Distributional models of lexical knowledge

This page contains resources created in the Project FK-125217.

Lexical resources

Hungarian verbal argument frame lexicon and other lexical resources described in: Attila Novák; László Laki; Borbála Novák; Andrea Dömötör; Noémi Ligeti-Nagy; Ágnes Kalivoda: Creation of a corpus with semantic role labels for Hungarian.

SZDT-UD2

A manually corrected version of the Szeged Dependency Treebank automatically converted to Universal Dependencies format. See Novák Attila; Novák Borbála: Egy nagyobb magyar UD korpusz felé.

MILQA Hungarian question-answer benchmark database

MILQA is a Hungarian machine reading comprehension, specifically, question answering (QA) benchmark database. It was built following the principles of SQuAD 2.0 with a number of innavations like Boolean and arithmetic questions, long and list answers added. See Attila Novák; Borbála Novák; Tamás Zombori; Gergő Szabó; Zsolt Szántó; Richárd Farkas: A Question Answering Benchmark Database for Hungarian.

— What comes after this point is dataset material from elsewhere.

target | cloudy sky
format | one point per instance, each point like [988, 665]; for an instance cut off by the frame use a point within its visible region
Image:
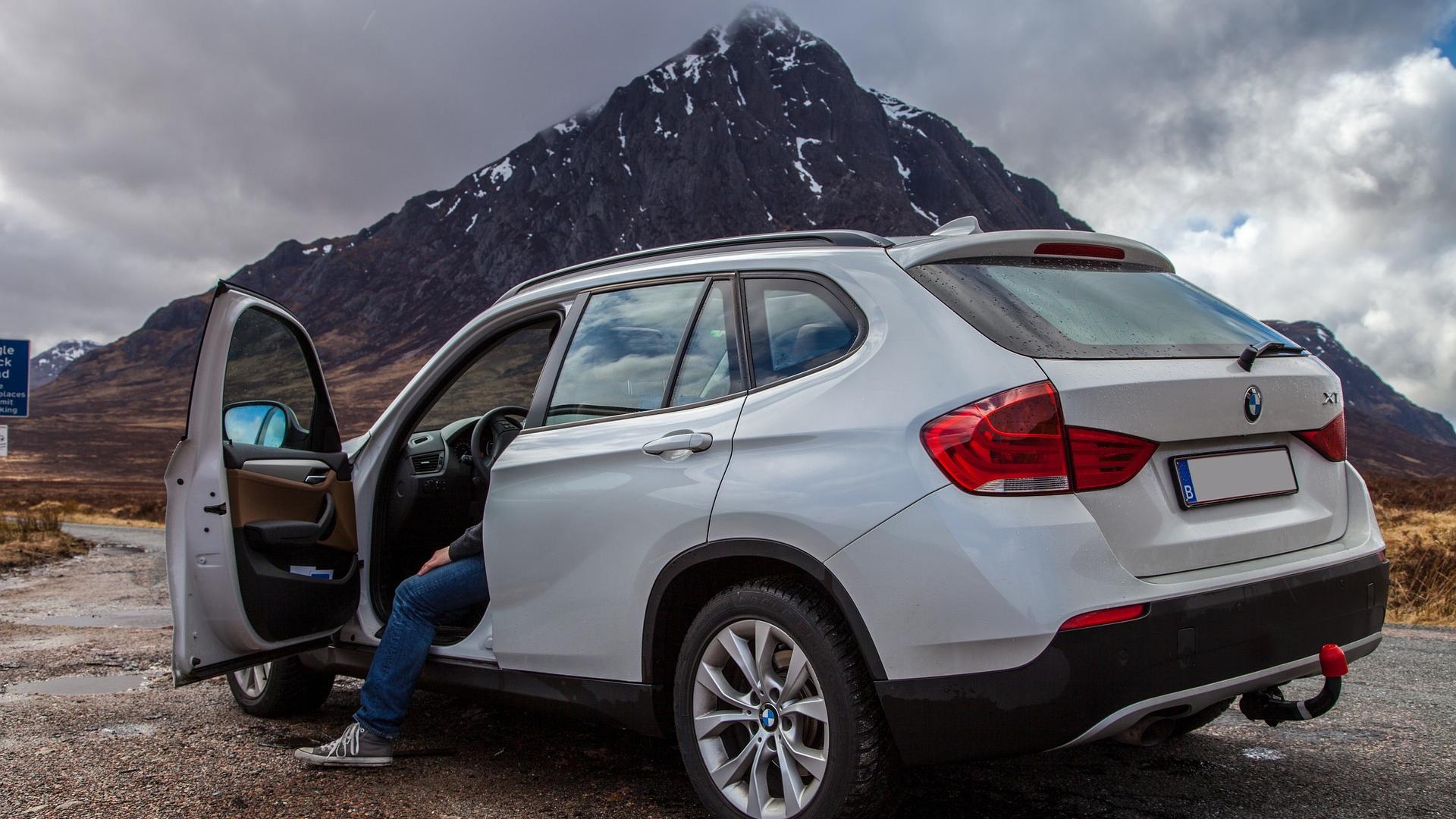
[1294, 158]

Modified CBOW Algorithm for Generating Embedding Models from Annotated Corpora

See the GitHub repo https://github.com/ppke-nlpg/fastText_factored-cbow and Attila Novák, László Laki, Borbála Novák: CBOW-tag: a Modified CBOW Algorithm for Generating Embedding Models from Annotated Corpora.

NerKor+Cars-OntoNotes++

NerKor+Cars-OntoNotes++ is a richly annotated Hungarian named entity dataset. It was derived from NYTK-NerKor, a Hungarian gold standard named entity annotated corpus containing about 1 million tokens. It includes a small addition of 12k tokens of text (individual sentences) concerning motor vehicles (cars, buses, motorcycles) from the news archive of hvg.hu.
A model for Hungarian named entity recognition trained on the corpus is available at the HuggingFace hub. See Novák, Attila; Novák, Borbála. (2022) NerKor+Cars-OntoNotes++. In: Proceedings of the 13th Language Resources and Evaluation Conference (LREC 2022). pp. 1907-1916.